Constitutionalists, lawyers and columnists, intrigued by the subject, have been making comments on the topic. One of them is Undersecretary Amado D. Valdez, former Dean of the College of Law of the University of the East and former Government Corporate Counsel, and now incumbent Executive Director of the Presidential Commission on the Visiting Armed Forces.
In our conversation at his office on the 9th floor of the Department of Foreign Affairs, Atty. Valdez said that the senator who asked the question of where in the Constitution ones right of privacy is found was wrong. That is because, said Valdez, the right of privacy is "an inherent right of a human being. One does not need a document to bestow that right. A person does not even have to know that he has that right to enjoy it. It is just like a child who cries with his first speech atht emoment of his birth."
"It is this right to privacy that is the rationale behind the legal protection given to a husband a wife from being a witness against each other regarding their plan to commit a crime. A priest receiving the confession of a criminal or a doctor treating a fugitive from justice cannot be forced to testify. It is called privileged communication.
"Going back to that child, when he grew up he found out that there were powerful forces which did not like what he does for him to survive and be happy. His rights were curtailed. Then, it was not only him who was subdued, but entire communities and nations lived constantly harassed under a king, a despot, or a group of powerful persons called oligarchs.
"That is why when it became unbearable, people revolted. One of the most dramatic of these upheavals was the English Revolution which forced a monarch to sign a magna carta recognizing mans inherent rights.
"A magna carta, which modern legal writers call constitution, did not create the inherent rights of men. It is actually a solemn declaration of the king who governs that he will respect individual rights. Under our concept of constitutional government, the Bill of Rights in the constitution is actually putting a limit on the power of government in dealing with individual rights."
"Actually, in a democracy," said Valdez, "a social contract was established between the people and the state. But if the state is the people, how could there be two parties to forge a social contract? What we did was to treat the totality of people which is now called the State as one fictionized person on the one hand, and we, the individual people, as one party on the other.
"The people recognized certain powers to that fictionized state like police power, power of taxation and eminent domain, so that it could exist. However, the people did not throw away their rights. They just provide the State through the constitution, a reasonable means to prevent abuse of the individual rights for the common good."

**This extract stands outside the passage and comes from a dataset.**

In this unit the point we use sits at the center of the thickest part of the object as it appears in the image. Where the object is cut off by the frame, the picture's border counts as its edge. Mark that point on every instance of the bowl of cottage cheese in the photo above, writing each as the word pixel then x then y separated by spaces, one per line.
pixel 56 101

The decisions of the Supreme Court here and abroad," said Attorney Valdez, "as long as the regime is constitutional, have always asserted the primacy of individual rights. Specifically, in the United States, the US Supreme Court had upheld the right of a witness in a congressional investigation not to answer a questions when his rights are not respected.
"Finally, Article 12 of the Universal Declaration of Human Rights provides that no one shall be subjected to arbitrary interference with his privacy, family, home or correspondence, nor to attacks upon his honour and reputation. Everyone has the right to the protection of the law against such interference or attacks."